There is evidence for variation in trabecular bone density and volume within an individual skeleton, albeit in a few anatomical sites, which is partly dependent on mechanical loading. However, little is known regarding the basic variation in trabecular bone density throughout the skeleton in healthy human adults. This is because research on bone density has been confined to a few skeletal elements, which can be readily measured using available imaging technology particularly in clinical settings. This study comprehensively investigates the distribution of trabecular bone density within the human skeleton in nine skeletal sites (femur, proximal and distal tibia, third metatarsal, humerus, ulna, radius, third metacarpal, and axis) in a sample of N = 20 individuals (11 males and 9 females). pQCT results showed that the proximal ulna (mean = 231.3 mg/cm³) and axis vertebra (mean = 234.3 mg/cm³) displayed significantly greater (p < 0.01) trabecular bone density than other elements, whereas there was no significant variation among the rest of the elements (p > 0.01). The homogeneity of the majority of elements suggests that these sites are potentially responsive to site-specific genetic factors. Secondly, the lack of correlation between elements (p > 0.05) suggests that density measurements of one anatomical region are not necessarily accurate measures of other anatomical regions.

1. Introduction

Bone mineral density is generally considered a marker of fracture susceptibility; in other words, low bone mineral density indicates a greater fracture risk (e.g., [1, 2]). There is good correlation between bone mineral density (i.e., amount of bone mineral within a volume), apparent density (i.e., wet weight of bone within a volume), and bone volume fraction (i.e., amount of bone within a volume) with bone mechanical properties (e.g., [3–7]). Mechanical properties of bone show variation that is site-specific thus indicating that bone densities in those particular sites differ depending on the amount of loading (e.g., [8]). Indeed, experimental and observational studies have demonstrated that mechanical loading leads to an increase in trabecular bone density and volume (e.g., [9–15]). The three bone variables referenced above, bone mineral density, apparent density, and bone volume fraction, have been reported extensively in the literature. Although they are technically not the same measures of bone, they quantify aspects of bone that are related, where they estimate either amount of tissue within a region or amount of mineral within a region and thus are indicators of bone strength.

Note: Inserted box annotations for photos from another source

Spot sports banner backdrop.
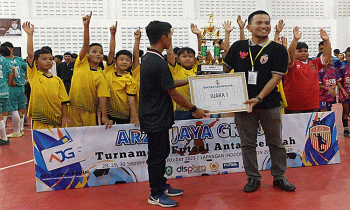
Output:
[32,112,340,192]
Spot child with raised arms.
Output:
[22,22,70,129]
[104,23,140,126]
[69,12,112,129]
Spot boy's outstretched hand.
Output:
[134,27,141,39]
[22,21,34,35]
[83,11,92,26]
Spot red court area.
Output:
[0,104,350,210]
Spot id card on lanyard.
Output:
[248,39,270,85]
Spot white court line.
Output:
[0,159,34,171]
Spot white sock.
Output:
[0,120,7,141]
[12,111,21,134]
[19,117,24,132]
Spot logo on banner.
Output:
[41,142,84,171]
[165,166,173,176]
[222,162,239,169]
[310,125,332,154]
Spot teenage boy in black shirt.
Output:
[139,21,209,207]
[224,10,295,192]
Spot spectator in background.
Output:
[57,52,74,94]
[53,55,63,65]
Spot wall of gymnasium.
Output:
[0,0,350,57]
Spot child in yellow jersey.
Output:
[22,22,70,129]
[104,23,140,126]
[167,47,199,120]
[69,12,112,129]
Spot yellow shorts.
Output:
[68,106,96,127]
[32,120,61,130]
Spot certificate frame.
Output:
[188,72,249,114]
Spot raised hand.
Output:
[222,21,235,32]
[237,15,247,28]
[109,21,118,34]
[320,29,329,41]
[83,11,92,26]
[134,27,141,39]
[293,26,302,40]
[22,21,34,35]
[276,20,285,33]
[191,23,202,35]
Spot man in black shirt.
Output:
[139,21,209,207]
[224,10,295,192]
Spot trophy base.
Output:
[197,64,225,75]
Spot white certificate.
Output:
[188,73,249,113]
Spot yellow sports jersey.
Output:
[27,62,69,126]
[104,64,137,119]
[69,55,111,112]
[169,61,199,111]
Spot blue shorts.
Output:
[319,101,332,111]
[0,98,9,113]
[8,86,27,111]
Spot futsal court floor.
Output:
[0,104,350,210]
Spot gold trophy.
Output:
[200,13,223,73]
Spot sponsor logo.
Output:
[260,54,269,64]
[239,51,248,59]
[165,166,173,176]
[310,125,332,154]
[222,162,239,169]
[209,162,219,172]
[41,142,84,171]
[176,165,207,174]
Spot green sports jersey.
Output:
[7,56,27,86]
[0,56,12,98]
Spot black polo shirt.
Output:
[139,50,175,133]
[224,40,288,109]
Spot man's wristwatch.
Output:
[190,105,197,112]
[255,96,262,104]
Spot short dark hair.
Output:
[173,47,180,55]
[297,42,309,50]
[177,47,196,57]
[34,48,52,60]
[54,55,63,60]
[146,20,172,45]
[1,42,13,48]
[0,46,11,57]
[71,53,78,58]
[248,10,271,25]
[88,43,103,52]
[41,46,52,54]
[114,50,132,60]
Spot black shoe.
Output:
[273,179,296,191]
[244,179,261,192]
[344,130,350,137]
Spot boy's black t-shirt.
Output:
[224,40,288,109]
[139,50,175,133]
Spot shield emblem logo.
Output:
[310,125,332,154]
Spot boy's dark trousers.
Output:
[147,129,170,196]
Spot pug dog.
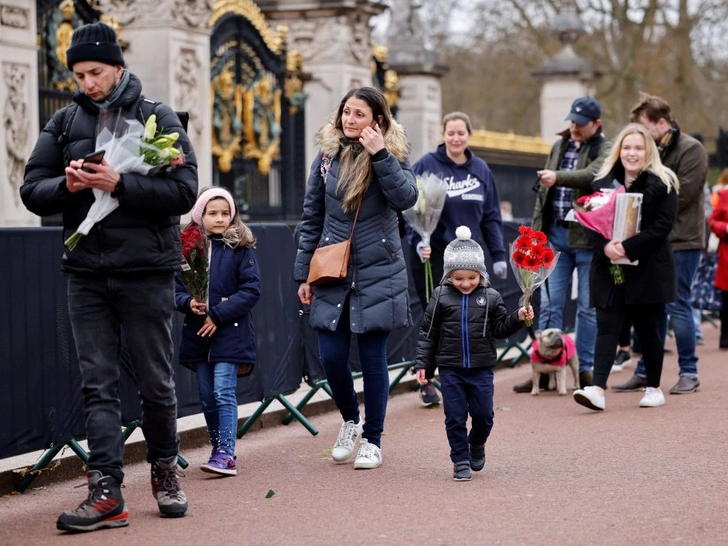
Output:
[531,328,580,396]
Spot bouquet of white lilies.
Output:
[402,173,447,300]
[65,110,184,250]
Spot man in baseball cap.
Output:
[513,96,616,392]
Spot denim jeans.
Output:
[635,250,700,379]
[538,226,596,372]
[440,366,494,463]
[67,272,179,481]
[195,362,238,457]
[318,302,389,447]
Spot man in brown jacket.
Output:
[613,94,708,394]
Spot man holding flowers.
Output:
[20,22,197,532]
[513,97,610,392]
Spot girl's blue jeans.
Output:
[318,313,389,447]
[196,362,238,457]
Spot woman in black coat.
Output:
[574,123,679,410]
[293,87,417,468]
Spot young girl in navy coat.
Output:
[175,187,260,476]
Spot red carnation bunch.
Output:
[180,224,210,303]
[510,226,559,326]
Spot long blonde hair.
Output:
[596,123,680,193]
[334,87,392,212]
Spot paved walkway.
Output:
[0,325,728,545]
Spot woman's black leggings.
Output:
[594,298,665,389]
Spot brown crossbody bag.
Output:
[306,201,361,286]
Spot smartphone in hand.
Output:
[81,150,106,173]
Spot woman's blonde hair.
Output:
[596,123,680,193]
[334,87,392,212]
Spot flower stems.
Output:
[425,258,435,301]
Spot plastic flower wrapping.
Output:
[180,224,210,303]
[64,109,184,250]
[402,173,447,300]
[510,226,560,326]
[573,185,625,284]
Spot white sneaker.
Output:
[640,387,665,408]
[331,418,364,463]
[354,438,382,468]
[574,386,607,411]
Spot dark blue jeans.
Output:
[318,313,389,447]
[67,272,179,481]
[440,366,494,463]
[538,226,597,372]
[195,362,238,457]
[635,250,700,379]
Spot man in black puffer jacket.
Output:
[20,23,197,532]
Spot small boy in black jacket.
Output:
[415,226,533,481]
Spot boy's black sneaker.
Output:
[452,461,473,482]
[56,470,129,533]
[152,455,187,518]
[470,444,485,472]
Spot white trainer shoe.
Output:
[574,386,607,411]
[640,387,665,408]
[331,418,364,463]
[354,438,382,469]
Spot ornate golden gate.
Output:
[210,0,305,221]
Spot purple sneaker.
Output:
[200,451,238,476]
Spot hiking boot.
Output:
[670,375,700,394]
[574,386,607,411]
[470,444,485,472]
[513,373,553,393]
[56,470,129,533]
[152,455,187,518]
[611,351,632,373]
[331,419,364,463]
[640,387,665,408]
[420,383,440,408]
[354,438,382,469]
[452,461,473,482]
[200,451,238,476]
[612,375,647,392]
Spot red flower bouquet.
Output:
[510,226,559,326]
[180,224,210,303]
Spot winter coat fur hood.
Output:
[294,116,417,334]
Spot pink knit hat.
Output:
[192,187,235,226]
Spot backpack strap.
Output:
[58,102,78,165]
[589,134,607,162]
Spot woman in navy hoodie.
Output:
[175,187,260,476]
[407,112,507,406]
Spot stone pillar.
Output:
[0,0,40,227]
[257,0,385,169]
[387,0,446,162]
[534,13,601,142]
[102,0,212,187]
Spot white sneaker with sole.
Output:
[331,419,364,463]
[640,387,665,408]
[354,438,382,469]
[574,386,607,411]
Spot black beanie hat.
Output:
[66,22,124,70]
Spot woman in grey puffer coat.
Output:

Clinical diagnoses of osteoporosis quantify bone mineral density, often in a few anatomical regions that are safely accessible for sampling. In particular, the femoral neck and lumbar spine are primary diagnostic sites for osteoporosis [16]. Advancements in medical imaging technology have allowed accurate measurement of cortical and trabecular bone density in axial and peripheral sites, such as the distal radius and spine (e.g., [17–19]). With the widespread availability of the quantitative computed tomography and peripheral computed tomography technology, which are capable of separating cortical from trabecular bone within a site, it has been shown that trabecular bone density varies within the human body; however, these reports have mostly concentrated on lumbar vertebrae and the distal radius (e.g., [19, 20]). For instance, Fujii et al., 1996 [20], showed that the lumbar vertebral sites (L2, L3, and L4) have about 75% more density than the distal radius. Other clinical studies that have attempted to characterize trabecular bone microstructure in multiple anatomical sites demonstrated that there are trabecular bone architectural and volumetric differences in different skeletal sites in humans, which may be dependent on loading on a skeletal site (e.g., [21–24]). Specifically, Groll et al., 1999 [21], found that lower limb elements (femur and tibia) were relatively similar compared to the upper limb (radius) in bone mineral density. Amling et al., 1996 [22], showed differences between lumbar vertebrae and the femoral neck, specifically in bone volume fraction with a 7% difference. Hildebrand et al., 1999 [23], found that femoral heads display high bone volume fraction and thick trabeculae compared to the lumbar vertebrae. Ulrich et al. [24] also reported higher bone volume fraction in the femoral head than in the lumbar spine and iliac crest.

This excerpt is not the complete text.